My heart plummeted to my knees. Greg Glossop—known to Warner Pier locals as Greg Gossip—had the biggest mouth on the east shore of Lake Michigan. And as the druggist at the pharmacy in the town’s only supermarket, he was in a position to get the scoop on everything that went on in Warner Pier. I wouldn’t go so far as accusing Greg of blabbing about his customer’s private prescriptions, but he sat up in an elevated area and watched everybody who came and went at the Superette. He had also been known to climb down from his aerie and ask nosy questions. He knew who came in with whom and how long they would be in Warner Pier; who bought extra steaks and whom they had invited over for dinner; and who lingered in the baby food aisle and which of their kids was coming home for the weekend and bringing grandchildren.
I tried to stay on friendly terms with Greg. For one thing, I’m nearly as nosy as he is. Sometimes I want information about people, and it’s easy to pump Greg for it. And for a second thing, I didn’t want to be the victim of his tongue; I want to be on his good side.
So I resisted the temptation to kick Greg in the kneecap. “Yes, Mom’s got a few days off,” I said. “But we wanted to have a quiet visit, Greg. I’d appreciate it if you didn’t tell all her old friends that she’ll be around. She won’t have time to see too many people.”
Greg smiled all over his round face. That face, plus his thin hair, make him look as if he has more skin than normal. He rubbed his plump hands together and bounced on his toes, an action that made his belly resemble a basketball.
“Oh, I won’t say a word, Lee.”
Like I believed that.
But Greg was still talking. “I really came in to say I’m so sorry you and Joe had that terrible experience yesterday.”
He dithered on for five or ten minutes, first hinting and then almost demanding that I tell him all the gory details about finding Van Hoosier. I gave him a raspberry cream bonbon (“red raspberry puree in white chocolate interior, encased in a dark chocolate”), but no more information than he would have read in the
Grand Rapids Press
. And the darn guy didn’t even buy anything.
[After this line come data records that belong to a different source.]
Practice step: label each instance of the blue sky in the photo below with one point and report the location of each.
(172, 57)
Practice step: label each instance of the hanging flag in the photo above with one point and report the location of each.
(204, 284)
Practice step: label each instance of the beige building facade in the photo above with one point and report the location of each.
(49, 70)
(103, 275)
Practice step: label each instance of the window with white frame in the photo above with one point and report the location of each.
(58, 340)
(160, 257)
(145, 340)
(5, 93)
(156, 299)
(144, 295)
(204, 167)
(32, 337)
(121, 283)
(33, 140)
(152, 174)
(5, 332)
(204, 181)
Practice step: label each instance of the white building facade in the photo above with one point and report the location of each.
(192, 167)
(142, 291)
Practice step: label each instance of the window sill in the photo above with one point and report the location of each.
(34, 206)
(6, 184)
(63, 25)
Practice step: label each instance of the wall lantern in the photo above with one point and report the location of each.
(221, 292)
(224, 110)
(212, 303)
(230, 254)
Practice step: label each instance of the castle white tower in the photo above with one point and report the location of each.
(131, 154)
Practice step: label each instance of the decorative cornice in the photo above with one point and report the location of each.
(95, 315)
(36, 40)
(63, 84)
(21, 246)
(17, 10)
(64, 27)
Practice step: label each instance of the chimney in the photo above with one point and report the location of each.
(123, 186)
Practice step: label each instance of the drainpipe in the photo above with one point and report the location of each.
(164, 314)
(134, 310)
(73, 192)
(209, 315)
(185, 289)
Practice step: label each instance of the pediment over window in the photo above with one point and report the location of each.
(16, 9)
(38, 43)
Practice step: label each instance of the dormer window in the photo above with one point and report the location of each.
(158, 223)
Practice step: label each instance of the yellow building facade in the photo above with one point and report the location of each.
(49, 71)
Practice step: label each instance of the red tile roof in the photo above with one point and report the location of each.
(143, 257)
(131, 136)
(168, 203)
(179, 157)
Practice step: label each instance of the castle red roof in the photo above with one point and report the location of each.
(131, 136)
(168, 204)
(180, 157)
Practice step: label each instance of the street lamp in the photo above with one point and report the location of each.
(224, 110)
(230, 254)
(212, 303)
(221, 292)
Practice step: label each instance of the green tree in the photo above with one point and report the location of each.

But Greg didn’t leave either. So I fell back on a technique I’d used on Greg Glossop in the past. I began to ask
him
questions.
“I guess you knew Sheriff Van Hoosier,” I said.
“Why do you say that?”
“You know pretty much everybody in Warner County, Greg. He seems to have been a controversial character. What did you think of him?”
The effect of this question was amazing. Greg Glossop began to stutter and stammer and edge toward the door.
“Oh, I didn’t know him. He was, he was . . . he didn’t get over on this side of the county very much.”
“But, Greg, he apparently left office under quite a cloud. Do you know what all that was about?”
“I was just a kid, Lee. I was working as a sacker at the Superette the year he resigned.” Greg was still edging toward the door.
“But people were mad at him. Surely you heard something.”
“All I heard was from Dick—Dick Van Heisel. He owned the Superette in those days. He called Van Hoosier because some guy was doing drug deals in the Superette parking lot.”
That made sense. The newspapers for that summer had had a lot of letters to the editor about drug activity. I nodded encouragingly.
“Well, Dick was sure that Van Hoosier had covered up something about drug activities in the county.”
“What?”
“How would I know?” Greg Glossop looked horrified. “I have no idea. I was just a kid!”
Now he didn’t edge toward the door. He threw it open and plunged out. And he plunged right into Jason Foster, who’d been in the process of opening the door to the shop.
It took Jason and Greg a minute to get untangled, apologize, and say hello and good-bye to each other. So I had a minute to absorb Greg’s words and the way he’d said them.